Weitere von Fahrraddiebstahl stark betroffene Landkreise in Deutschland sind: Coesfeld, Steinfurt, Pinneberg, Anhalt-Bitterfeld, Gütersloh, Kleve, Vorpommern-Greifswald, Wittenberg, Warendorf, Havelland, Görlitz, Lüneburg, Jerichower Land, Lörrach, Teltow-Fläming, Vechta, Göttingen, Uckermarck, Grafschaft Bentheim, Emsland, Aurich, Stendal, Leer, Celle, Salzlandkreis, Konstanz und Wesel.

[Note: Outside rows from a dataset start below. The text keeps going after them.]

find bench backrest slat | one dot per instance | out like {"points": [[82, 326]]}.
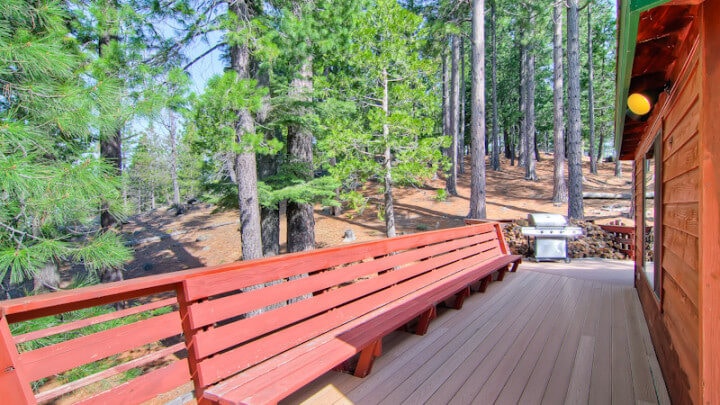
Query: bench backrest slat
{"points": [[210, 312], [220, 338], [218, 367]]}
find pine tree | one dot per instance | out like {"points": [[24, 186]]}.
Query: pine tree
{"points": [[51, 187], [559, 186], [575, 176], [478, 208]]}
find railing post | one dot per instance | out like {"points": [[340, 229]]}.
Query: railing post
{"points": [[12, 387], [189, 334], [501, 238]]}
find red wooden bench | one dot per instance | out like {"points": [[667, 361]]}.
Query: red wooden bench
{"points": [[349, 299], [186, 327]]}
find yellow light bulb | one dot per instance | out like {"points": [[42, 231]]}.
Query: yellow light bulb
{"points": [[639, 104]]}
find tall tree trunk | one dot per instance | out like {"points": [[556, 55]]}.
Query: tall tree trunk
{"points": [[531, 145], [575, 176], [300, 217], [478, 208], [387, 156], [591, 96], [461, 136], [111, 152], [506, 141], [172, 131], [451, 182], [244, 162], [447, 131], [523, 142], [493, 55], [269, 216], [601, 140]]}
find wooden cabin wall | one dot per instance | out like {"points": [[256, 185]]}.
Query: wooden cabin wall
{"points": [[673, 318], [709, 229]]}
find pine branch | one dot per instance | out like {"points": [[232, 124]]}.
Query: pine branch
{"points": [[19, 232]]}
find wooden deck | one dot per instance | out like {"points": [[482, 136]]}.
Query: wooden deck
{"points": [[535, 337]]}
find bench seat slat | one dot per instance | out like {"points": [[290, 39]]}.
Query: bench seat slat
{"points": [[216, 368], [208, 312], [290, 371], [265, 270], [220, 338]]}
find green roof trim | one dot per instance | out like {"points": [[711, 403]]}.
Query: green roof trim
{"points": [[628, 20]]}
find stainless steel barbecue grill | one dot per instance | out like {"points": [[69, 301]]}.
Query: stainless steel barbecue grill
{"points": [[551, 234]]}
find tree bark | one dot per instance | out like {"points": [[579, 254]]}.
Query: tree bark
{"points": [[523, 142], [478, 208], [575, 201], [300, 216], [245, 165], [461, 136], [493, 55], [506, 141], [447, 131], [172, 131], [559, 186], [387, 156], [111, 144], [451, 181], [529, 136], [591, 96], [269, 216]]}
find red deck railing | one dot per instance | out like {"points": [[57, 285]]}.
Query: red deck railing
{"points": [[126, 341]]}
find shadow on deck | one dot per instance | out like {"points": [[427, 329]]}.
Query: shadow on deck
{"points": [[551, 333]]}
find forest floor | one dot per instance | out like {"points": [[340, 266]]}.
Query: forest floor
{"points": [[164, 242]]}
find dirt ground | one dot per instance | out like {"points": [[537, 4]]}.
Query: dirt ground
{"points": [[164, 242]]}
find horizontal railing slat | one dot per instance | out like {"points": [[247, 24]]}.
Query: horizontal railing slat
{"points": [[121, 368], [144, 387], [67, 355]]}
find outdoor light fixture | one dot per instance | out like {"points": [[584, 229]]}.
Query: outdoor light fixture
{"points": [[639, 104]]}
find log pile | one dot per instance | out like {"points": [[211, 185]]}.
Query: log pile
{"points": [[595, 242]]}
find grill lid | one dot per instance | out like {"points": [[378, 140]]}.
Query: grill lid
{"points": [[541, 219]]}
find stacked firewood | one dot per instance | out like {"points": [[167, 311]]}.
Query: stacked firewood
{"points": [[595, 242]]}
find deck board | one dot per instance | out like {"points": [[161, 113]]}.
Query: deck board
{"points": [[533, 338]]}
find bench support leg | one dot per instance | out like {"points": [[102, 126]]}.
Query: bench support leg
{"points": [[501, 273], [425, 320], [460, 297], [367, 357]]}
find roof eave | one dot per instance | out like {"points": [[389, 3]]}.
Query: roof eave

Tag für Tag kommen in Berlin 88 Räder weg, gesamt 30.758

Auch wenn deutschlandweit die Delikte um 4.586 zurückgingen, stellten viele Kommunen wieder neue negative Bestmarken auf. Bereits im Jahr 2014 knackte Berlin die dramatische Grenze von über 30.000 gestohlenen Fahrrädern (30.758). Im Jahr 2015 kamen nochmals 1.487 Delikte hinzu. Das heißt: In der Bundeshauptstadt kamen 2015 sage und schreibe 32.245 Räder abhanden. Täglich sind dies mittlerweile mindestens 88 Räder.

Mit einer unglaublichen Steigerung von 1.074 gestohlenen Rädern kann das eher kleine Halle (Saale) aufwarten. Die mitteldeutsche Stadt verbuchte somit 3.359 Diebstähle. Eine ähnliche Steigerungsrate verzeichnete das viel größere Hamburg mit 1.256 geklauten Rädern (17.217 insgesamt).

In folgenden Städten gab es ebenfalls starke Anstiege: Kiel (plus 893), Essen (plus 763), Münster (plus 670), Aachen (plus 453) und Nürnberg (plus 423).

Positiv: Städte, die in der Vergangenheit mit hohen Kriminalitäts-Wachstumsraten aufwarten konnten, verzeichneten erstmals wieder Rückgänge: Dresden (minus 1.786), Dortmund (minus 1.449), Cottbus (minus 528) oder Recklinghausen (minus 468).

Katastrophale Aufklärungsquoten: Unter 4% in Passau, Duisburg, Hamburg oder Berlin

Dennoch gibt es keinen Grund zur Freude. Denn ist das Rad erst geklaut, bleibt es in 90% der Fälle auch weg. In Deutschland kommen die Ermittlungsbehörden im Schnitt nur auf 9,1% Aufklärungsquote. Seit Jahren das gleiche Trauerspiel.

Auffällig sind hier die enormen Schwankungen innerhalb des Vergleichs. So schwanken die Aufklärungsquoten zwischen 27,9% in Jena, 24,5% in Fürth und 24,4% in Cottbus (was eigentlich auch nicht sonderlich berühmt ist) und 2,9% in Passau oder 3,9% in Duisburg, Berlin und Hamburg.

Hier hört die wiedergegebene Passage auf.